In univariate analysis, only young age (p-value = 0.017) and insufficient diuresis (p-value = 0.008) were correlated with high PHD. In multivariate analysis low fluid intake (OR 3.54; 95% CI, 1.43 to 9.28; p = 0.008) was the only factor associated with PHD > 43. Our results suggest that high PHD is not a discriminatory factor to predict one type of crystallization nor the amount of RP.

According to the results of previous studies, we did not find any correlation between PHD and stone composition25 nor hypercalciuria26 but correlation between low fluid intake and high PHD16,17. Ferraro has also demonstrated a decrease of PHD (from 43.2 + / − 6.6 to 35.4 + / − 4.2 (− 7.8UH) p < 0.001) with the consumption of 3 additional glasses of water per day for 1 year16. High PHD appears to be a prognostic factor of recurrence in connection with mild diuresis and low fluid intake, but without any correlation with the endoscopic description of type of crystallization, nor stone composition and the results of metabolic investigations.

Insufficient diuresis as risk factor for stone formers is obviously not a new data. It turns out that stone formers do not systematically have high PHD on CT scans, and that high PHD without urinary stone is also sometimes observed in patients who have CT scan indicated for acute transient abdominal pain. High PHD, when it is observed and which has a strong correlation with low diuresis, can give a strong information concerning this lithogenic risk factor, and could become a radiological semiological sign of insufficient diuresis.

Our study has some limitations. First, this is a monocentric study, and second, based on two difficult evaluations with complex reproducibility: the endoscopic recognition of the papillary abnormalities and the PHD measure on CT scan. To limit the bias related to the learning curve, we excluded the endoscopic data that were collected before evaluating the classification of the papillary abnormalities9. The PHD has been retrospectively measured on archive CT scan storage images that may have an enlarged thickness to reduce the size of the files to be stored. Therefore, a loss of information and accuracy could occur in comparison to measurements made at the time of acquisition. In addition, the technique of PHD measurement used in this study has been described 15 years ago, and could be improved nowadays in connection with the evolution of modern CT scans.

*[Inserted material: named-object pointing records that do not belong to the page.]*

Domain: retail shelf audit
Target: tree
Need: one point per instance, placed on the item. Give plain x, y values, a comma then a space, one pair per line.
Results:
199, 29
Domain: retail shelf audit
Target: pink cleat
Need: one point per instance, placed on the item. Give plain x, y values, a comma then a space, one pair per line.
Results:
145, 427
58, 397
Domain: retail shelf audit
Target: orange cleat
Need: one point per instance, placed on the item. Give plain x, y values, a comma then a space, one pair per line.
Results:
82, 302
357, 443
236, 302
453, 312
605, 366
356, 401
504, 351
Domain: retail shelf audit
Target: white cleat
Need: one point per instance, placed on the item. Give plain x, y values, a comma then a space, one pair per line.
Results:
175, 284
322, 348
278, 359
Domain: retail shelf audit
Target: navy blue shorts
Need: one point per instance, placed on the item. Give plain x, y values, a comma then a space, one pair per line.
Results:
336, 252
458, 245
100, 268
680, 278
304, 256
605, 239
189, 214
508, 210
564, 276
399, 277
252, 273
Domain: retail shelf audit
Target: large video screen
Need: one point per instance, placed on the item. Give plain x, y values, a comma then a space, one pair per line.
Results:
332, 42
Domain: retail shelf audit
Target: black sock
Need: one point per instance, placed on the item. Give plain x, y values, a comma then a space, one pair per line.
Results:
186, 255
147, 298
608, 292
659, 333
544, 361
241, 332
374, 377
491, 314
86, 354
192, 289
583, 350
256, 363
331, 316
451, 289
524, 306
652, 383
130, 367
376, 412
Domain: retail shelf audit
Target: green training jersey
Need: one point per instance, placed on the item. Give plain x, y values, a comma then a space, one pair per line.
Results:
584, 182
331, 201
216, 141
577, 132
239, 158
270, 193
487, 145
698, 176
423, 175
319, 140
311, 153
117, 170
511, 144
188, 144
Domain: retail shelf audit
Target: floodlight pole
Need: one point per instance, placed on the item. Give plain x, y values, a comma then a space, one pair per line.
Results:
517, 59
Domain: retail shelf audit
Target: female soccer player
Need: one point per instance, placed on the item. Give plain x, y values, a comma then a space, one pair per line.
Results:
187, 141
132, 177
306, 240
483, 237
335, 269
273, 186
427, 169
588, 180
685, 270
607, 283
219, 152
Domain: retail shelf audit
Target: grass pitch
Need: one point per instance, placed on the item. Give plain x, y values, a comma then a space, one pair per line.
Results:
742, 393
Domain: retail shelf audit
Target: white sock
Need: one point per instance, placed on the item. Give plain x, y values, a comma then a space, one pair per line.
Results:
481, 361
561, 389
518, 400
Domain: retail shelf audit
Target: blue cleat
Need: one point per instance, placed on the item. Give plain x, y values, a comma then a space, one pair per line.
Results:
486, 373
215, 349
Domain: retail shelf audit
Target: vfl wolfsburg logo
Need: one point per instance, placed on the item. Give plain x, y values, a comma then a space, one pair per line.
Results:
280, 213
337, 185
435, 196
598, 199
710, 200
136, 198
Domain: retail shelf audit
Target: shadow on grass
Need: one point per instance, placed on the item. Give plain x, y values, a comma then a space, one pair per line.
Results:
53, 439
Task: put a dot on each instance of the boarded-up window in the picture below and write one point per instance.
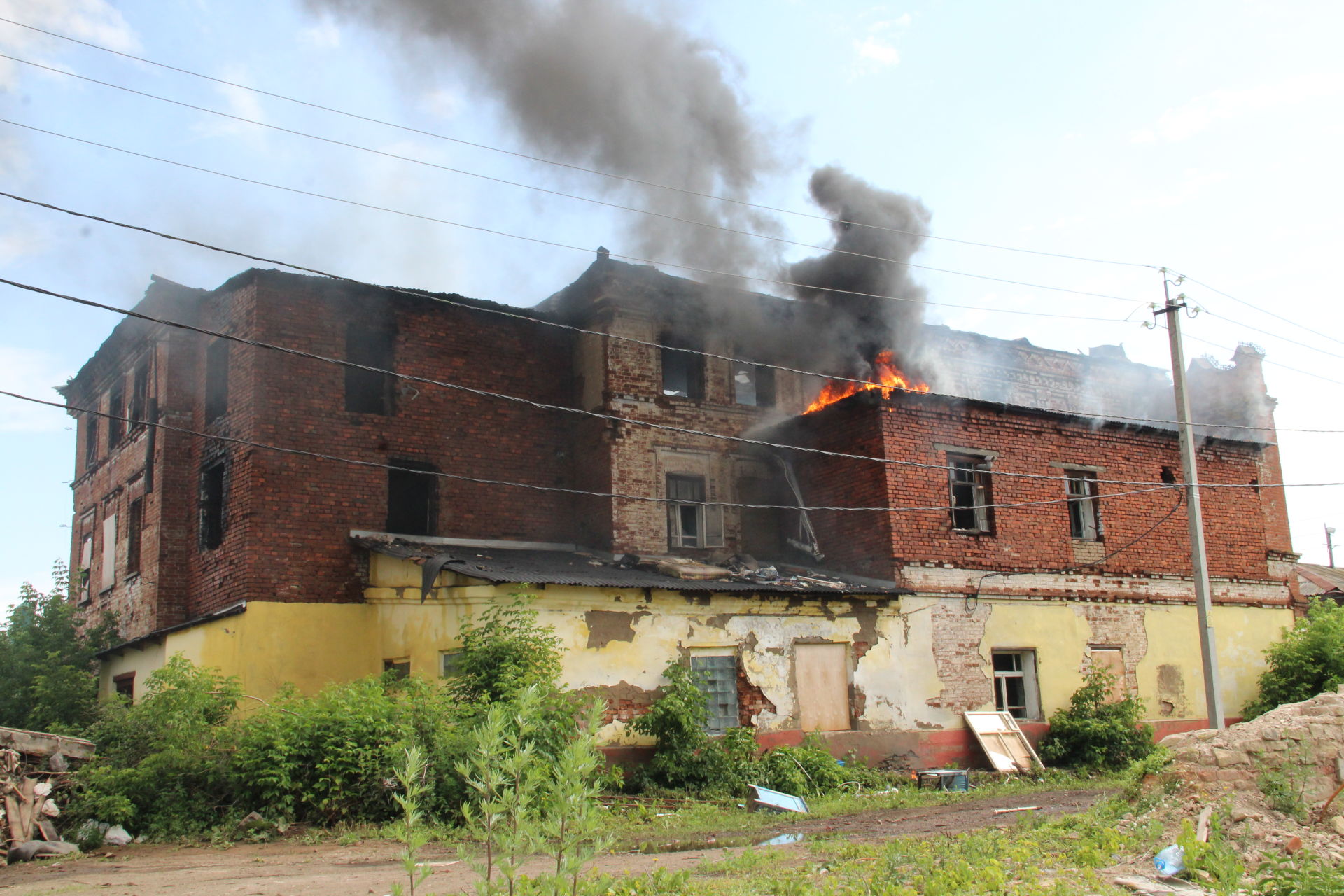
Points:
(213, 507)
(412, 498)
(370, 344)
(1113, 662)
(217, 379)
(134, 526)
(822, 672)
(109, 552)
(718, 679)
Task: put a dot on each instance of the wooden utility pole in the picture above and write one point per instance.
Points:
(1203, 602)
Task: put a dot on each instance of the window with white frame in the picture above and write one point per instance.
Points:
(691, 522)
(1015, 684)
(1084, 511)
(717, 675)
(968, 477)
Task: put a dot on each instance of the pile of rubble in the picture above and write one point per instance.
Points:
(33, 770)
(1292, 752)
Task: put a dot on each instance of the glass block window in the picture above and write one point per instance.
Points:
(718, 678)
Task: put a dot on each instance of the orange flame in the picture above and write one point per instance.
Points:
(888, 379)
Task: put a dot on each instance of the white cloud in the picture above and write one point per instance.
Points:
(324, 35)
(34, 372)
(1183, 122)
(1194, 181)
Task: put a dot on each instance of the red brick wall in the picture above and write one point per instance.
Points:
(1238, 526)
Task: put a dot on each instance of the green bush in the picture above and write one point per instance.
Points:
(48, 662)
(163, 763)
(1096, 732)
(1308, 662)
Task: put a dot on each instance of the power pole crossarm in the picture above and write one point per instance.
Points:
(1203, 601)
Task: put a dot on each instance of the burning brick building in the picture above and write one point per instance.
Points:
(295, 520)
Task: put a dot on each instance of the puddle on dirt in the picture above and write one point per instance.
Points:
(722, 843)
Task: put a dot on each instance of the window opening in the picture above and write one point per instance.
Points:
(718, 679)
(116, 410)
(753, 384)
(369, 391)
(692, 524)
(683, 371)
(412, 498)
(90, 440)
(969, 480)
(217, 379)
(1015, 684)
(134, 526)
(139, 396)
(1084, 511)
(1113, 662)
(213, 507)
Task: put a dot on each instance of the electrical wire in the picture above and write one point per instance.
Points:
(552, 162)
(473, 480)
(588, 251)
(575, 410)
(588, 332)
(502, 181)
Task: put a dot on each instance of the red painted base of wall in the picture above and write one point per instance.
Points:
(937, 748)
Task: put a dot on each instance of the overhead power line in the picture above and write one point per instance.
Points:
(503, 181)
(552, 162)
(587, 250)
(539, 488)
(543, 321)
(587, 413)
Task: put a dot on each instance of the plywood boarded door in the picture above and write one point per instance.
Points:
(822, 672)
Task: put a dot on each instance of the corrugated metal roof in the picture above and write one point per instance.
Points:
(561, 567)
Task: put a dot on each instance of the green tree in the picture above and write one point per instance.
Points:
(1308, 662)
(49, 660)
(1094, 731)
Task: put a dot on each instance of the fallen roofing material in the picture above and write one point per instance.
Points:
(594, 568)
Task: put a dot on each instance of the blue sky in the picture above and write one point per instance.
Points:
(1203, 136)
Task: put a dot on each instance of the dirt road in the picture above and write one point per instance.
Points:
(290, 868)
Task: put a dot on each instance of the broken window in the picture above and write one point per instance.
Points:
(371, 346)
(753, 384)
(968, 476)
(134, 526)
(717, 675)
(683, 370)
(116, 410)
(1084, 511)
(217, 379)
(108, 577)
(90, 441)
(412, 495)
(1015, 684)
(691, 523)
(1113, 662)
(86, 564)
(449, 663)
(822, 673)
(213, 505)
(139, 396)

However, if there is a trend on the results to find high PHD in case of intraductal crystallization, extrophic papillae or high amount of RP (Fig. 4), this study has shown that nowadays high PHD on CT scan cannot predict one pathway of crystallization21, but the lack of fluid intake, insufficient diuresis and also the risk of first stone incident or recurrence.

Conclusion

The identification of high PHD on CT scan appears to be a prognostic factor of recurrence and is mainly correlated to mild diuresis and low fluid intake. Nevertheless, there was no correlation with the endoscopic description of type of crystallization, nor stone composition and the results of metabolic investigations. However, assigned to its correlation with low diuresis, PHD could be used in addition to EPR, stone composition analysis and biochemical investigations to follow stone formers and prevent recurrences.